La llamada "Era de los Esteroides" no ha terminado ni por asomo. Y algunos de sus efectos secundarios comienzan a manifestarse, al saturar la papeleta para elegir a nuevos miembros del Salón de la Fama y transformar al viejo, pequeño y pintoresco Cooperstown en el mayor campo de batalla del béisbol.

Abundan ahora las contradicciones en torno del recinto ubicado en un pueblito que se autodenomina "el más perfecto de Estados Unidos".

¿Y saben algo? Hay que aceptarlo. Esto es una secuela del consumo de drogas para mejorar el rendimiento de los peloteros.

Hay consecuencias, caóticas y bochornosas para el béisbol. Y son además merecidas.

De este modo, Greg Maddux, Tom Glavine y Frank Thomas fueron elegidos el miércoles nuevos miembros, mientras que Craig Biggio se quedó cerca y Jack Morris fue ignorado en su última aparición en la papeleta entregada a los votantes de la Asociación de Cronistas de Estados Unidos.

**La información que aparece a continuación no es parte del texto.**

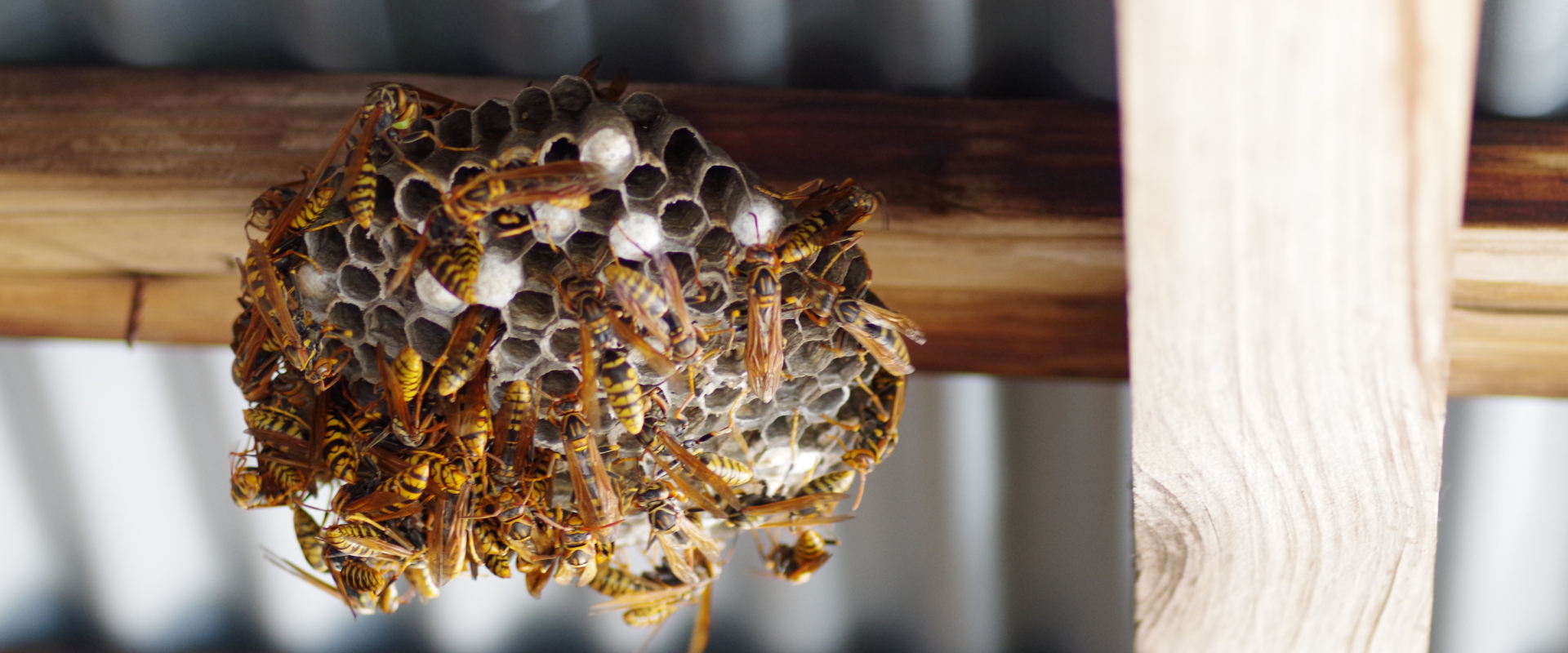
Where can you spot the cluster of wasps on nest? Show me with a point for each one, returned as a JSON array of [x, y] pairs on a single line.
[[562, 339]]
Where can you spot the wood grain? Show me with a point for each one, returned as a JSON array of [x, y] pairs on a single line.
[[1004, 229], [1295, 174]]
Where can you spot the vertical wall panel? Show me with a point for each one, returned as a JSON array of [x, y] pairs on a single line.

Los electores se mostraron divididos respecto de los toleteros Mike Piazza y Jeff Bagwell. Barry Bonds y Roger Clemens se quedaron muy lejos.

En realidad, estos debates intensos e interminables surgieron hace décadas. No hay forma de que una elección de integrantes del Salón de la Fama pueda transcurrir en forma tersa, aunque no hubiera en el entorno una sospecha de trampa por parte de algunos peloteros.